To use `ComputeAndVocabulary` with `MLTransfrom`, install tensorflow_transform and the Apache Beam SDK version 2.53.0 or later.

In [16]:
import os
import tempfile
import apache_beam as beam
from apache_beam.ml.transforms.base import MLTransform
from apache_beam.ml.transforms.tft import ComputeAndApplyVocabulary

In [17]:
artifact_location = tempfile.mkdtemp(prefix='compute_and_apply_vocab_')
artifact_location_with_frequency_threshold = tempfile.mkdtemp(prefix='compute_and_apply_vocab_frequency_threshold_')

In [18]:
documents = [
    {"feature": "the quick brown fox jumps over the lazy dog"},
    {"feature": "the five boxing wizards jump quickly in the sky"},
    {"feature": "dogs are running in the park"},
    {"feature": "the quick brown fox"}
]

In this example, `MLTransform` in `write` mode uses `ComputeAndApplyVocabulary` to generate vocabulary on the incoming dataset. The generated vocabulary is stored in an `artifact_location` that you can use on a different dataset in `read` mode with `MLTransform`.

In [19]:
with beam.Pipeline() as pipeline:
  data_pcoll = pipeline | "CreateData" >> beam.Create(documents)
  # Compute and apply vocabulary by using MLTransform.
  transformed_pcoll = (
      data_pcoll
      | "MLTransform" >> MLTransform(write_artifact_location=artifact_location).with_transform(
          ComputeAndApplyVocabulary(columns=['feature'], split_string_by_delimiter=' '))
      )
  transformed_pcoll | "Print" >> beam.Map(print)

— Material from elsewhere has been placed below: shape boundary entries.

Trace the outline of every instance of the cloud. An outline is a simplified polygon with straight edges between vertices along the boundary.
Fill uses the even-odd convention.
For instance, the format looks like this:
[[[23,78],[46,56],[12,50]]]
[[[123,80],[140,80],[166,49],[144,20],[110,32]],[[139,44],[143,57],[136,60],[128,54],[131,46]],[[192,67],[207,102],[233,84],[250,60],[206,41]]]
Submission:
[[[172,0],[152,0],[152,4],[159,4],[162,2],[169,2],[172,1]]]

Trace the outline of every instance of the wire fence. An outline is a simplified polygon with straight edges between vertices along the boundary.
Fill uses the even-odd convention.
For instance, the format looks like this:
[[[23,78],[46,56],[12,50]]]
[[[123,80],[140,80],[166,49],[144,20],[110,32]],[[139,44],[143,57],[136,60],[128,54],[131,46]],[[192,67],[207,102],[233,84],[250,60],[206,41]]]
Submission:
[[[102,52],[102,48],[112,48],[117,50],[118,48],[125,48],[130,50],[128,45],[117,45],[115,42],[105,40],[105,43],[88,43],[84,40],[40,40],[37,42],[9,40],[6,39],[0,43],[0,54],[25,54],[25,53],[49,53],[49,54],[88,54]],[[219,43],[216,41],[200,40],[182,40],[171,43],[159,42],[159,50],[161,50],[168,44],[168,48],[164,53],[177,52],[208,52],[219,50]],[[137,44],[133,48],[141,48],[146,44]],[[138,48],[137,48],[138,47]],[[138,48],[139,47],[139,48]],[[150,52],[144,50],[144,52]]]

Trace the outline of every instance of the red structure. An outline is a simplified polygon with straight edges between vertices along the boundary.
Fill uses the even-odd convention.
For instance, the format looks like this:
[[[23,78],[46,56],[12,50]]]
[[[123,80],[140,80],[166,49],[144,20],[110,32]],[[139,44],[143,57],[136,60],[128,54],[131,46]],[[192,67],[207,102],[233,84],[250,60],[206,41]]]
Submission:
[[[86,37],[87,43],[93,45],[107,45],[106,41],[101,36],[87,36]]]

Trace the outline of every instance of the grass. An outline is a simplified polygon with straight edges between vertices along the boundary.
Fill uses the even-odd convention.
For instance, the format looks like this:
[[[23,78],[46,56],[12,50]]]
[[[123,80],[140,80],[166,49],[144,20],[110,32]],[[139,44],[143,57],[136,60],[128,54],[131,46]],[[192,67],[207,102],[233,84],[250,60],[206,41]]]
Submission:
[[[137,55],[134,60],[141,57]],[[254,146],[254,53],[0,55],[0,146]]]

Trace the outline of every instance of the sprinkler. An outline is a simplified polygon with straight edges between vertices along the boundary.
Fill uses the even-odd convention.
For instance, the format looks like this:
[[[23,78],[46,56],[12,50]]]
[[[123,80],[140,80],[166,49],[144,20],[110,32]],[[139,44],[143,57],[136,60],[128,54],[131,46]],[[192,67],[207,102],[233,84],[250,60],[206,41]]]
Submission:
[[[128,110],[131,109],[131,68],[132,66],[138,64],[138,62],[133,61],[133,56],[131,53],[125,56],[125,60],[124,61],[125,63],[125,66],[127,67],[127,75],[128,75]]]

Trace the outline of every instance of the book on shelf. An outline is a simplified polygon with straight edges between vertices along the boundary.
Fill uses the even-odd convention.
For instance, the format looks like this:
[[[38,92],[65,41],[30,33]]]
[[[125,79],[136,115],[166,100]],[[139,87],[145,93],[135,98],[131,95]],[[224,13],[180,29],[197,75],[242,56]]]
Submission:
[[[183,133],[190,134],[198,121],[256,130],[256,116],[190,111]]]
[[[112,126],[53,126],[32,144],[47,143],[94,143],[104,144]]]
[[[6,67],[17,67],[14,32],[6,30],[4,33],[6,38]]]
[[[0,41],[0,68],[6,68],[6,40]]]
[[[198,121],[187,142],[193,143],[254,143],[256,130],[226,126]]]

Row(feature=array([ 0,  1,  4,  3, 12, 10,  0, 11, 16]))
Row(feature=array([ 0, 14, 17,  5, 13,  8,  2,  0,  6]))
Row(feature=array([15, 18,  7,  2,  0,  9]))
Row(feature=array([0, 1, 4, 3]))


The `frequency_threshold` parameter identifies the elements that appear frequently in the dataset. This parameter limits the generated vocabulary to elements with an absolute frequency greater than or equal to the specified threshold. If you don't specify the parameter, the entire vocabulary is generated.

If the frequency of a vocabulary item is less than the threshold, it's assigned a default value. You can use the `default_value` parameter to set this value. Otherwise, it defaults to `-1`.

In [20]:
with beam.Pipeline() as pipeline:
  data_pcoll = pipeline | "CreateData" >> beam.Create(documents)
  # Compute and apply vocabulary by using MLTransform.
  transformed_pcoll = (
      data_pcoll
      | "MLTransform" >> MLTransform(write_artifact_location=artifact_location_with_frequency_threshold).with_transform(
          ComputeAndApplyVocabulary(columns=['feature'], split_string_by_delimiter=' ', frequency_threshold=2))
      )
  transformed_pcoll | "Print" >> beam.Map(print)



Row(feature=array([ 0,  1,  4,  3, -1, -1,  0, -1, -1]))
Row(feature=array([ 0, -1, -1, -1, -1, -1,  2,  0, -1]))
Row(feature=array([-1, -1, -1,  2,  0, -1]))
Row(feature=array([0, 1, 4, 3]))


## `MLTransform` for inference workloads

When `MLTransform` is in `write` mode, it produces artifacts, such as vocabulary files for `ComputeAndApplyVocabulary`. When `MLTransform` is used `read` mode, it uses the previously generated vocabulary files to map the incoming text data. If the incoming vocabulary isn't found in the generated vocabulary, then the incoming vocabulary is mapped to a `default_value` provided during the `write` mode. In this case, the `default_value` is `-1`.

In [21]:
test_documents = [
    {'feature': 'wizards are flying in the sky'},
    {'feature': 'I love dogs'}
]

with beam.Pipeline() as pipeline:
  data_pcoll = pipeline | "CreateData" >> beam.Create(test_documents)
  # Compute and apply vocabulary by using MLTransform.
  transformed_pcoll = (
      data_pcoll
      | "MLTransform" >> MLTransform(read_artifact_location=artifact_location))

  transformed_pcoll | "Print" >> beam.Map(print)



Row(feature=array([ 5, 18, -1,  2,  0,  6]))
Row(feature=array([-1, -1, 15]))


When you specify `read_artifact_location`, the previous step doesn't pass transforms to `MLTransform`. Instead, `MLTransform` saves the artifacts and the transforms produced in the location specified by `write_artifact_location`.